Today’s post comes from Bathtub Safety Officer Rafferty.
At ease, civilians!
But when I say ‘at ease’ of course I mean you should remain extremely watchful. A healthy amount of trepidation is better for you than multivitamins, as we just discovered, though that’s mostly because everything is better for you than multivitamins.
And do not worry that you will ever run out of things to fear because there is always another catastrophe looming on the horizon.
Case in point: I have spent many hours worrying that a major asteroid will crash into our planet, causing an enormous explosion that will eject massive amounts of dirt and gas into the atmosphere, obliterating the sun and making life as we know it unsustainable.
But last week I discovered that maybe I should be looking down instead.

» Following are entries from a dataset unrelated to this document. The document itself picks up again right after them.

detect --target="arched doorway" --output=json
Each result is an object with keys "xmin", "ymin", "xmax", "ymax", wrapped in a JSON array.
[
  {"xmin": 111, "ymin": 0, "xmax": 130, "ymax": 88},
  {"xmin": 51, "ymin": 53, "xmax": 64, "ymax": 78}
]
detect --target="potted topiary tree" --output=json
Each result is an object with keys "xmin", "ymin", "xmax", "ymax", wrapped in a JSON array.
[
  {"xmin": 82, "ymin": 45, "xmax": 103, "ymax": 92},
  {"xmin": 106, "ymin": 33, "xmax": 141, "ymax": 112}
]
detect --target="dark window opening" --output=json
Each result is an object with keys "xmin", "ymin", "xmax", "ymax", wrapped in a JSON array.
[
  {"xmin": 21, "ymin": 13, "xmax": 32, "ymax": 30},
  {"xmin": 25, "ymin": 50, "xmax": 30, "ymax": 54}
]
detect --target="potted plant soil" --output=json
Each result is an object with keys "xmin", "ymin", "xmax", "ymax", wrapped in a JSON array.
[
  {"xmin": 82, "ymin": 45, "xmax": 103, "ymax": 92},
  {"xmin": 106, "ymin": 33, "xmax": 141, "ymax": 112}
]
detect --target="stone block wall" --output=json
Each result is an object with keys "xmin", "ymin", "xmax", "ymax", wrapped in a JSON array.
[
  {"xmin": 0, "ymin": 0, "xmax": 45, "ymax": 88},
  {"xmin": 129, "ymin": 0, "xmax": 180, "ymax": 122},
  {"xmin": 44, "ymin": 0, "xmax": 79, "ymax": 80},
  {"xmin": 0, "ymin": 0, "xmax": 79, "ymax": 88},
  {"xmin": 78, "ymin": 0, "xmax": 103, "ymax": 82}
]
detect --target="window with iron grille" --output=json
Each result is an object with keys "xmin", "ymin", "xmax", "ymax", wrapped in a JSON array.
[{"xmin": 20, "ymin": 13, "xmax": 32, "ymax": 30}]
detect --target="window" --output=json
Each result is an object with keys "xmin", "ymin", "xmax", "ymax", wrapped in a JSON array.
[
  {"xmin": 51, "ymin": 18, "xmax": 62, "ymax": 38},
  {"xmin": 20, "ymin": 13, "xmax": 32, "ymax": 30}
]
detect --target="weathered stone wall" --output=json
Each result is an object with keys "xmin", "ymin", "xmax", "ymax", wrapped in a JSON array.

New research suggests the supervolcano under Yellowstone National Park is much bigger than previously thought.. Now they’re saying it could be 55 miles across, which makes it big enough to cause an enormous explosion that will eject massive amounts of dirt and gas into the atmosphere, obliterating the sun and making life as we know it unsustainable.
Of course scientists say they are monitoring Yellowstone closely and there is no indication that it is in any way about to blow. Should changes occur that suggest an eruption is at hand, we would have time to prepare.
Somehow I’m not comforted.
And what if an asteroid crashed into the Yellowstone caldera? Wouldn’t that set it off immediately? This is the sort of thing that keeps me awake on long winter nights, which is, by the way, the season we’re in. It is a time of despair, which suits me just fine. I may be the only person who has seasonal affective disorder all year round. Stepping outside, I pause to wonder if the prevailing northwest wind will freeze us in our tracks before we can be incinerated by speeding rocks from above or molten rock from below.
It reminds me of my favorite poem about armaggeddon, Fire and Ice by Robert Frost.
Some say the world will end in fire,
Some say in ice.
From what I’ve tasted of desire
I hold with those who favor fire.
But if it had to perish twice,
I think I know enough of hate
To say that for destruction ice
Is also great
And would suffice.
Yours in Safety, B.S.O.R.
Bathtub Safety Officer Rafferty is at his usual life-of-the-party best here. He suggested this post should run on Christmas Day because it might give families a chance to talk about their Volcano Evasion Plan over dinner, but I hinted to him it was a bit of a downer and we might go with it a day or so early. He said the prospect of things happening before he expects them to is another scenario that keeps him up at night.
Fire or Ice – what’s your preference?